In the debate, Finchem said “I don’t care for mail-in voting. I prefer absentee voting.”
He is a member of the America First Secretary of State Coalition, a group that lists eliminating mail-in ballots as one of its goals. During a July campaign speech, Finchem said, “I don’t believe in mail-in ballots at all. That’s where the fraud happens.”
We reached out to Finchem and did not hear back.
Fontes said that Finchem “wants to strip Arizona’s citizens of their capacity to vote by mail.”
Arizona allows people to vote early by mail without citing a specific reason for doing so. In the 2020 election, 89% of ballots were cast by mail or drop box.
Finchem co-sponsored a bill to limit who could vote by mail and to revoke the active early voter list. People on that list automatically receive a mail ballot if they’ve voted at least once in two consecutive two-year election cycles.

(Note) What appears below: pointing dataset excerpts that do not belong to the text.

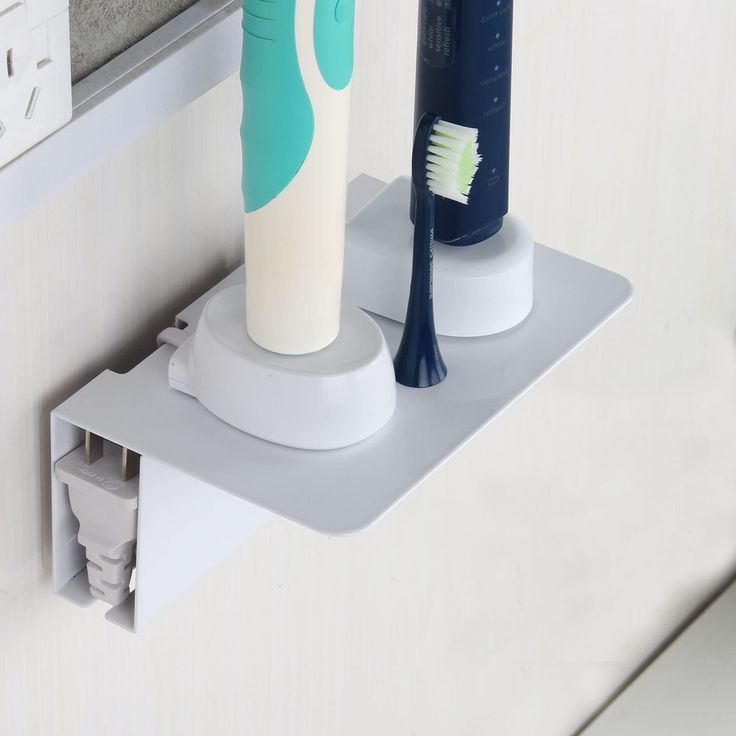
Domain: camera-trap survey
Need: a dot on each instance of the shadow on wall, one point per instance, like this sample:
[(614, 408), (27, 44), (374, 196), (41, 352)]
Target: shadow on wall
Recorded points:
[(101, 30)]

While Finchem supports voting by mail for select groups of people, his efforts aim to eliminate that option for many Arizonans.

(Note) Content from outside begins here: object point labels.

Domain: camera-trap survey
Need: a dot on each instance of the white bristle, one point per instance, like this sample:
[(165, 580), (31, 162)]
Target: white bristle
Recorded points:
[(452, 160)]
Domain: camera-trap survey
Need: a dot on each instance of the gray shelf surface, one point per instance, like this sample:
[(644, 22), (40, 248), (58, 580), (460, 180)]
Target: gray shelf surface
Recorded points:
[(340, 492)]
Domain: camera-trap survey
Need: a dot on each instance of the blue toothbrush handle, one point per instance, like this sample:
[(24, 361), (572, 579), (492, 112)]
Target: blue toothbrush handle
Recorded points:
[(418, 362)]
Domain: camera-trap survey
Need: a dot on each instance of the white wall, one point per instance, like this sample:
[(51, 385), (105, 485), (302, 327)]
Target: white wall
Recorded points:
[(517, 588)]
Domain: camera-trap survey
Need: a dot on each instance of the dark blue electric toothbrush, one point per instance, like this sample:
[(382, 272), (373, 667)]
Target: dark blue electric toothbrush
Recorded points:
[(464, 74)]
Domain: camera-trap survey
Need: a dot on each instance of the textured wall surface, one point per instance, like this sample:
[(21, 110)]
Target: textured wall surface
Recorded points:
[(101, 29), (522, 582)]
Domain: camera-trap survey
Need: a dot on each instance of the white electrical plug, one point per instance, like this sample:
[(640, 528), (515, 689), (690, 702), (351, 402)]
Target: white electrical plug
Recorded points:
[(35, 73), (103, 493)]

We rate this claim Mostly True.
“Mr. Finchem has been a vocal opponent of no-excuse mail-in voting and sponsored a bill this year to get rid of it – among other election changes,” said Paul Bentz, senior vice president at HighGround, a political consulting group with ties to the Republican Party.
Finchem was one of 13 Arizona House Republicans who introduced HB 2596 early in 2022. Although the bill did not pass, one clause would have repealed the Active Early Voter List. Arizonans without a specific reason for voting by mail would no longer have had that option.